Similar adjustments are possible for radiation treatment in some cases. Normally, radiation therapy is broken up into smaller, daily fractions in order to preserve the healthy tissue around cancers from the toxic effects of single blast. For breast cancer patients, recent, albeit early studies that followed patients for five years, suggested that significantly shorter courses of treatment—given over five days compared to 30, for example—could be equally as effective in controlling the cancer. “Typically we wouldn’t embrace [such early results] in daily practice as quickly as we did except for the pandemic,” says Dr. Reshma Jagsi, deputy chair of radiation oncology at the University of Michigan. “But some patients were willing to take the risk of not having long term evidence on the safety and trust the five year data which was certainly compelling and intriguing.”
For the most part, cancer patients have understood the importance of continuing their treatment and of balancing their risk of cancer against their risk of getting COVID-19. In fact, says Busby, “it’s not so much our patients we worry about but the patients who are not ours yet.” Most hospitals canceled routine cancer screening appointments for things like mammograms and colonoscopies, which are essential for detecting cancer early. And many people who might have potential cancer symptoms and aren’t diagnosed yet, aren’t going to the doctor because of COVID-19 fears. If that’s the case—and only data on cancer rates in the coming months and years will provide the answer—it’s possible that both the number of new cancer cases and their severity will increase as a result of the pandemic.

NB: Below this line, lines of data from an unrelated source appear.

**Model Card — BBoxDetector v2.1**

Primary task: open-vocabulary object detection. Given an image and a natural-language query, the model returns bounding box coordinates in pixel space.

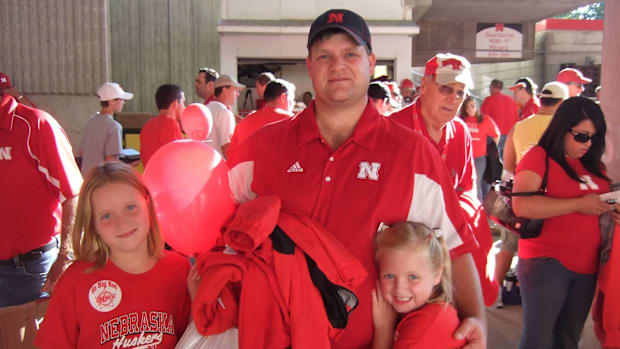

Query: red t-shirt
[0,94,82,259]
[480,92,519,135]
[227,105,293,157]
[464,115,499,157]
[140,114,183,166]
[389,98,499,306]
[392,303,466,349]
[35,251,191,349]
[516,146,609,274]
[229,99,476,348]
[519,96,540,121]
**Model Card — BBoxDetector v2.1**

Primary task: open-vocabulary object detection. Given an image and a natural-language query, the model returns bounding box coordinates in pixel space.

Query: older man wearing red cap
[390,53,499,305]
[510,77,540,120]
[555,68,592,97]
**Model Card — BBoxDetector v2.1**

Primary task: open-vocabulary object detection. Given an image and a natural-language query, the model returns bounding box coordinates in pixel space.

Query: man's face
[306,33,376,105]
[512,87,531,105]
[194,72,213,99]
[256,81,267,99]
[566,81,585,97]
[286,91,295,112]
[108,98,125,114]
[218,86,239,106]
[420,76,465,125]
[174,92,185,121]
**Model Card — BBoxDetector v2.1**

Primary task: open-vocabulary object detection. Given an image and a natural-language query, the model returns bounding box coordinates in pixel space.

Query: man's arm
[502,127,517,173]
[452,253,487,349]
[41,196,78,293]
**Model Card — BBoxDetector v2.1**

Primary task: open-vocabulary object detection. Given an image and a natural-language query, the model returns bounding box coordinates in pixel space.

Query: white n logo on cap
[357,161,381,181]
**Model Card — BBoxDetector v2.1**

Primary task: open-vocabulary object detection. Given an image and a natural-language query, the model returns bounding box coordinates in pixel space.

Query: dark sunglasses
[569,130,594,143]
[437,84,465,99]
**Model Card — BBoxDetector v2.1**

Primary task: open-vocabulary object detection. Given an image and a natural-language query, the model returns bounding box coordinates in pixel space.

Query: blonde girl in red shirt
[372,222,465,349]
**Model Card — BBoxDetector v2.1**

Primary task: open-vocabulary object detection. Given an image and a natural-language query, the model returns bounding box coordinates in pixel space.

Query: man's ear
[368,52,377,77]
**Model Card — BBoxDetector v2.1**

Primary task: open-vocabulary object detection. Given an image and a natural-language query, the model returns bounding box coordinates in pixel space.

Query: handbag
[482,157,549,239]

“My concern is for the patients who have not yet been diagnosed with cancer; for those patients who delayed their screening; for patients who put off being examined for certain symptoms,” says Jagsi. “Those patients will be diagnosed at later stages and I do have great concern there that will change cancer-related treatment outcomes.” In recent years, advances in screening have helped doctors more regularly diagnose patients at earlier stages where their disease is still treatable and curable, Jagsi notes. “I fear that some COVID-19-related delays may compromise some of the advances we have seen.”

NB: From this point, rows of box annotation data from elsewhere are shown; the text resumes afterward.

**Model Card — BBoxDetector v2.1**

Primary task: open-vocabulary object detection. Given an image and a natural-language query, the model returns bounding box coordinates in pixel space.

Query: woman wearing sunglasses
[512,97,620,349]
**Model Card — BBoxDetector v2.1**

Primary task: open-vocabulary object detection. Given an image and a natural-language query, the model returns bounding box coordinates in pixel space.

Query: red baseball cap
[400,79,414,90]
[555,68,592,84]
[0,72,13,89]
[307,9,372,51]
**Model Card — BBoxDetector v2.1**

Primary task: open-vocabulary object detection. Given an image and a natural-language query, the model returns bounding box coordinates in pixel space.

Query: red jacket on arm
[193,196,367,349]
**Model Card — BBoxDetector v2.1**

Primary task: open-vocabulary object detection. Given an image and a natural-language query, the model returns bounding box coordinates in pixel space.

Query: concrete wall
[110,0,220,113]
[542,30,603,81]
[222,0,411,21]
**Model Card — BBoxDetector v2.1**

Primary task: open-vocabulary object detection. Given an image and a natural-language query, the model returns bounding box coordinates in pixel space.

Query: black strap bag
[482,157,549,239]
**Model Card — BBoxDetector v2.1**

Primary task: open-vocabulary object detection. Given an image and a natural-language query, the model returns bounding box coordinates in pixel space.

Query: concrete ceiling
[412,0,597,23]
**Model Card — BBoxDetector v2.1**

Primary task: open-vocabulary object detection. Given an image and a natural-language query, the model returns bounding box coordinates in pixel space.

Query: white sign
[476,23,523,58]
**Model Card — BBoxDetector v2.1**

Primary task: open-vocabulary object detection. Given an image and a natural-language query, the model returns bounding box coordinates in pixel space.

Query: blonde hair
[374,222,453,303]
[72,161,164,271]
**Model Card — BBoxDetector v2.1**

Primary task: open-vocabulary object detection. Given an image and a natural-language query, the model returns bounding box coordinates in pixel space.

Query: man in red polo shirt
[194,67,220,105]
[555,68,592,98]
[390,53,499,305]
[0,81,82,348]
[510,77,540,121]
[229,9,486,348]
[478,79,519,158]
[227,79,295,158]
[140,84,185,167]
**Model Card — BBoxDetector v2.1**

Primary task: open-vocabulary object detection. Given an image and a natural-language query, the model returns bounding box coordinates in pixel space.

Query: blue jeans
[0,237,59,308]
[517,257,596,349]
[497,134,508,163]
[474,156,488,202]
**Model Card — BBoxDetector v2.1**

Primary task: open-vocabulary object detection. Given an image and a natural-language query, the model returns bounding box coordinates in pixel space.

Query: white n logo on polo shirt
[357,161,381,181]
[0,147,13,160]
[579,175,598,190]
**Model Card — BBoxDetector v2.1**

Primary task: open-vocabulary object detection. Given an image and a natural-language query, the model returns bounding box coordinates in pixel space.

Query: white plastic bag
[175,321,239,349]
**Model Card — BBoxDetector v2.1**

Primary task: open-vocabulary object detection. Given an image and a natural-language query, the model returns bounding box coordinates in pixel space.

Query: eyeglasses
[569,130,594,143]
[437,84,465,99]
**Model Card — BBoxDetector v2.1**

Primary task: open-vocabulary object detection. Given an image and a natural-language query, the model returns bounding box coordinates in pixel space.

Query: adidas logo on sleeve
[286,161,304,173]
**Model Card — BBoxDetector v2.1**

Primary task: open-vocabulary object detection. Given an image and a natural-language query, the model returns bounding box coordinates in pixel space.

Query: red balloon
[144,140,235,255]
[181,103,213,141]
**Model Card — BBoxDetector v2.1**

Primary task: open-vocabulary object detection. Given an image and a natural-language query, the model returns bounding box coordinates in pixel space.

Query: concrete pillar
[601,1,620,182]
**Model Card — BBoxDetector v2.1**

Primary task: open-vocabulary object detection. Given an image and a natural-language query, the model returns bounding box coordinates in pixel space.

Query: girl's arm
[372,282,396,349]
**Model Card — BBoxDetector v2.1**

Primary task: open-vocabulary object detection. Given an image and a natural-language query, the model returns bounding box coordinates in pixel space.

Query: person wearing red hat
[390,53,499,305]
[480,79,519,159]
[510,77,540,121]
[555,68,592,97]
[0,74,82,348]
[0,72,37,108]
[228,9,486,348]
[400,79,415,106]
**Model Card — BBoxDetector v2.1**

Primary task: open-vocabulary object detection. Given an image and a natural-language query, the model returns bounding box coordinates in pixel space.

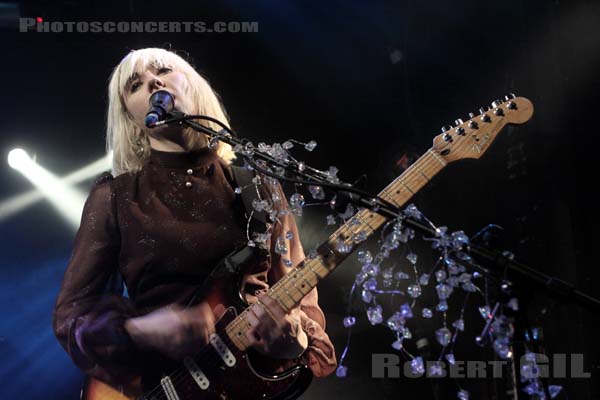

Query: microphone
[144,90,175,128]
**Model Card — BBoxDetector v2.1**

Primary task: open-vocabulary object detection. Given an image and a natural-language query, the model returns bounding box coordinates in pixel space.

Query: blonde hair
[106,48,235,176]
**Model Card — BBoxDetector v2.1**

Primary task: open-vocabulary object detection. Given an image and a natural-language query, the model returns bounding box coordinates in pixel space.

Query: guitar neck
[226,149,447,350]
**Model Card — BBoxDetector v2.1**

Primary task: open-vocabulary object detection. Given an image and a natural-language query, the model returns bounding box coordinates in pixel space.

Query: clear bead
[400,303,413,319]
[365,264,379,276]
[410,357,425,375]
[435,283,453,300]
[421,308,433,318]
[406,285,421,299]
[357,250,373,265]
[381,267,394,279]
[406,253,417,265]
[479,306,492,319]
[392,338,403,350]
[435,269,446,282]
[446,353,456,365]
[271,192,281,203]
[304,140,317,151]
[548,385,562,399]
[335,240,352,254]
[395,271,410,281]
[367,305,383,325]
[427,361,444,378]
[290,193,304,208]
[352,231,368,244]
[361,289,373,303]
[344,316,356,328]
[461,282,477,293]
[493,338,512,360]
[275,237,288,254]
[335,365,348,378]
[387,312,404,331]
[327,214,336,225]
[308,186,325,200]
[363,278,377,290]
[452,318,465,331]
[435,300,448,312]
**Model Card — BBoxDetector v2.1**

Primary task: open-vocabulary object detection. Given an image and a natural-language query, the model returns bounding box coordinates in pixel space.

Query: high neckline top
[148,147,218,168]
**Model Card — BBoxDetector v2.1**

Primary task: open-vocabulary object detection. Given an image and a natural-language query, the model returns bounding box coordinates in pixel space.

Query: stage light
[0,152,112,222]
[8,149,29,170]
[8,149,92,229]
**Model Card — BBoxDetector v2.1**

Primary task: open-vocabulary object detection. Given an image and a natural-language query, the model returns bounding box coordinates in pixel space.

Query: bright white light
[8,149,31,170]
[0,149,110,229]
[0,152,112,222]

How deeply COVID-19 will cut into those gains won’t be clear until more data on new cancer cases becomes available in coming months. But most experts agree that “it’s hard to imagine that the pandemic would contribute to a better situation; it’s going to have to be worse,” says Carey.

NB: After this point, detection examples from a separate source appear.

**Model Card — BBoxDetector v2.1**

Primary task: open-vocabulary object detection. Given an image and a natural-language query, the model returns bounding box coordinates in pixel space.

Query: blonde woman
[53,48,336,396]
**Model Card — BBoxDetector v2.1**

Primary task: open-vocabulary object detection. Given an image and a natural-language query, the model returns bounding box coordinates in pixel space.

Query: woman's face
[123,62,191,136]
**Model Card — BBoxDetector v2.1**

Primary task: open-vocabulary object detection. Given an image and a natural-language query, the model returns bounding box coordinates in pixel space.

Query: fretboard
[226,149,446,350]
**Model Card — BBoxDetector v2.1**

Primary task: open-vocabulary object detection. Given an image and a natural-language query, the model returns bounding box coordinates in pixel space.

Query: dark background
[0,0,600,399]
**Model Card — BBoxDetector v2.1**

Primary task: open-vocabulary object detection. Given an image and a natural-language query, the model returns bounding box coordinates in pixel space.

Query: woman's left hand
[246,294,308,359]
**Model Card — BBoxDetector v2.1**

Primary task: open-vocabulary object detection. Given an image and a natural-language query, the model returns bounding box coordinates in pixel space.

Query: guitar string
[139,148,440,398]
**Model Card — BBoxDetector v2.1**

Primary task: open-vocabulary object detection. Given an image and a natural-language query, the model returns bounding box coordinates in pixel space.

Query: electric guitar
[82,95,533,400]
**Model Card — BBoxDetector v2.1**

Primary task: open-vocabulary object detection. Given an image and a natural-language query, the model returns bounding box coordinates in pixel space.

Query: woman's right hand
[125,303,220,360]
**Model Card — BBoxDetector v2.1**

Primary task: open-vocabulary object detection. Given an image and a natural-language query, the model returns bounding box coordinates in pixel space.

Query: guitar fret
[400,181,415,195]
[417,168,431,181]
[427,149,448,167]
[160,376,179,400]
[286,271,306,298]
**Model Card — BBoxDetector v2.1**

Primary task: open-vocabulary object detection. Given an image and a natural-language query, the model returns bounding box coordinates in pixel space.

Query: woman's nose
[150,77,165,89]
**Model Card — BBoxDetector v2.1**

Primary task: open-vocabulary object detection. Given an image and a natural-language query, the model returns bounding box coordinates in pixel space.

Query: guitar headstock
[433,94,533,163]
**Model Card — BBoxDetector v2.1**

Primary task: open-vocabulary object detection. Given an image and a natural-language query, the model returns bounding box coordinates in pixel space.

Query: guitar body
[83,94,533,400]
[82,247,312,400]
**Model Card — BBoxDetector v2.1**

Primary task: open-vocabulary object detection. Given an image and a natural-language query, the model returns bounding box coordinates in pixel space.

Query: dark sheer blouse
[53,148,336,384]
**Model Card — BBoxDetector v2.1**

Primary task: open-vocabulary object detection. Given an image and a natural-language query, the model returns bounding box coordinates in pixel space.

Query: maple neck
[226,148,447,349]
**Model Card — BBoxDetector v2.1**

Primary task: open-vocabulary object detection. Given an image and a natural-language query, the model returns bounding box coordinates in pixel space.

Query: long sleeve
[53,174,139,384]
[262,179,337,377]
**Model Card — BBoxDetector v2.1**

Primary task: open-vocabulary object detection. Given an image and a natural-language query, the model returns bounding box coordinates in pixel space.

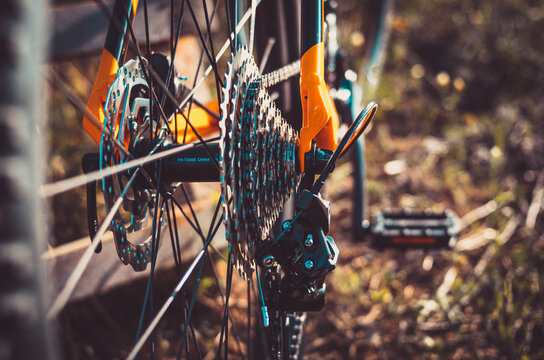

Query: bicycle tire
[0,0,55,359]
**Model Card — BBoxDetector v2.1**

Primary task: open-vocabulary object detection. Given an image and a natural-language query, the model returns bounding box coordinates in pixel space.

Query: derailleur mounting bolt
[304,234,314,247]
[263,255,274,268]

In the meantime, patients are learning to accept the adjustments they need to make to ensure their treatments continue with as little disruption and in the safest way possible. Satterfield has had two COVID-19 tests because the chemotherapy she receives gives her a runny nose, cough and diarrhea—all symptoms of COVID-19 that are flagged when she is screened before entering the cancer center for her treatments. But she’s okay with that, and understands why it’s needed. For her, “the most challenging part is emotional. With any terminal illness, it’s there—I think, is this the way the world is going to be when I die? Is this how I see the end of my life? But I’m feeling better than I have in recent memory. As much as my health status doesn’t sound great, I feel great. And I’m thankful for that.”